His mother didn’t try.

She had always been insane, Lady Rouge, but she kept her distance—at least from Marcus. From a distance she would watch them play for hours at a time. She was a single mother all their lives, but kept things in order. When Jean-Claude passed away, the fibers of yarn that held her together unraveled all at once.

She sat Rouge down at the late Jean-Claude’s bedside. She made him touch his brother’s body, put his mouth on it. She made him watch as she cut him open, scooped his fluids out with a coffee mug, made him drink. She stored the body in a freezer, and every meal would serve a piece of it to Marcus. She made sure he ate all of it, believing that her first-born son could live inside her second. When the corpse had been consumed in its entirety, she would sometimes call little Marcus to do a chore. Other times she would call Jean-Claude. Either way of course meant Marcus, but his mother would see one or the other. Sometimes she would tell Marcus to leave the room so she could talk to Jean-Claude alone. When Marcus found this impossible, she beat him.

Marcus would spend his adolescence and adulthood going only by the name Rouge, because growing up, it was the only constant. He acted like a man when he was around men, doing everything he could to present himself as normal. But there were no normal human beings in Chicago, least of all Rouge.

Doctors often found Rouge in tears as he chewed on the refuse of bio-hazard wastebaskets. And Rouge was present for nearly every birth in Chicago to eat what was left when the procedure was complete. It was even rumored that a gynecologist once caught him eating a stillborn.

Rouge took his mangled hand from the door, straightened his glasses. “We both could hang on the cross for your calamitous lack of understanding.”

Calamitous lack of understanding? Wilco thought. Did you steal those words from one of your rejection letters?

Ten years of Rouge’s life was spent trying to make it as a doctor. Ten more were spent trying to get into Rush University; ten unsuccessful years trying to reach the one place that could free him from Chicago. After all that time, thinking he was making progress, he received a letter from the university politely asking him to stop trying.

Tempting as it was, Wilco never brought this up out loud.

A stretcher carrying a screaming man came flying through. The two men kept staring at each other as it passed between them. Water flowed through the pipes above them. A buzz saw started whirling somewhere far away.

Rouge stepped forward, tilted his head down as he held his stare across the hall at Wilco. Light from a bulb on the ceiling flashed across his glasses, turning them into lights of their own. “I’m waiting for some strategy, commander.”

Grab a placenta sandwich and calm down, there’s my strategy. There was always that special time of day to torment a psychopath. And there were special ways of doing it to Rouge. But there were places Wilco wouldn’t go. And there were reasons he wouldn’t go there.

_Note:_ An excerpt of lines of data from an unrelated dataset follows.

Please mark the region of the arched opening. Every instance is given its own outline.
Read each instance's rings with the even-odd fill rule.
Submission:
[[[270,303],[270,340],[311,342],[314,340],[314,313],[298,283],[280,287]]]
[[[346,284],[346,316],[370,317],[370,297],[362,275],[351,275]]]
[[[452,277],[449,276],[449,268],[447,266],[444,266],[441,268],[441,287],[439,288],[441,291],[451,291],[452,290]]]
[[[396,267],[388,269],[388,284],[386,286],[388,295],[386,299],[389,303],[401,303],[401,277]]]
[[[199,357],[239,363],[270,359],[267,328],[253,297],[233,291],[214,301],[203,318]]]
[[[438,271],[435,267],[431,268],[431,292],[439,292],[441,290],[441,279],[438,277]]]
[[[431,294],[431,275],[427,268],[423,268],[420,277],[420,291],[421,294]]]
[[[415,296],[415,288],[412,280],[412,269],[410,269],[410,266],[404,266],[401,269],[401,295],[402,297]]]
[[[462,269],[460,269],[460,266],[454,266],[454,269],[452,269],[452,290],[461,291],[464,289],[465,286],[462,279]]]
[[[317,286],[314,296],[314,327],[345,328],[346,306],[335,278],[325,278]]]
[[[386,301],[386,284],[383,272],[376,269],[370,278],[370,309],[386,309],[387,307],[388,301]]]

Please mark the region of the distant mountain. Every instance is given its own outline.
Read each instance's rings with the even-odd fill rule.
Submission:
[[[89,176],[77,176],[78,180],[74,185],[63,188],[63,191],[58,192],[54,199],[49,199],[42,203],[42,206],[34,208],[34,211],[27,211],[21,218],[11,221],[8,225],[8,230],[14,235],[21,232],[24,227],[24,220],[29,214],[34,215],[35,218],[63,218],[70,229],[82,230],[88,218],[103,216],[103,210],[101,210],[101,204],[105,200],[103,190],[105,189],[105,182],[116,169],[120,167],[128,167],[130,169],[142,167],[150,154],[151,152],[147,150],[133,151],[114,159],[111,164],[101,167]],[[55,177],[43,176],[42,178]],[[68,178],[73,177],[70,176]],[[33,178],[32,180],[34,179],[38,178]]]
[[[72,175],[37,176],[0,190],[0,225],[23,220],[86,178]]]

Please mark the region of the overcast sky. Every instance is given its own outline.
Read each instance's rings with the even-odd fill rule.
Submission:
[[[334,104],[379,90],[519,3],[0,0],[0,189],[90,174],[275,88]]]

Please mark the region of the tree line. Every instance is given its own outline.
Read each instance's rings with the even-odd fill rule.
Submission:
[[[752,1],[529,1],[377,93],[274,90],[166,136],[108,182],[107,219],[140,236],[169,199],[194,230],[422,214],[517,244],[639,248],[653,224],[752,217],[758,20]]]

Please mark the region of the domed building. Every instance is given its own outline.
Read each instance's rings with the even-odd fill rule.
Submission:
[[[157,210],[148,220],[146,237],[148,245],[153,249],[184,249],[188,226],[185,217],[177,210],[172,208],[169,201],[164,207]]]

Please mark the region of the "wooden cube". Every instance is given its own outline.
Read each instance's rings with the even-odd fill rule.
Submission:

Aside from being the most twisted in the twisted city of Chicago, there was another thing that distinguished Marcus Rouge from his peers. Through everything, Rouge was the only one who ever fought back. He knew he deserved better in a city of people who gave up thinking they deserved anything. He gave everything he had to make himself the man he knew he could become. And he failed. Many times. Over many years. Finally, when everything he was willing to give was gone, what was left belonged to Chicago. Had he been born to Wilco’s father, he probably would have been underhost by now, but then that would have meant he’d have died a long time ago. But then, maybe not Rouge.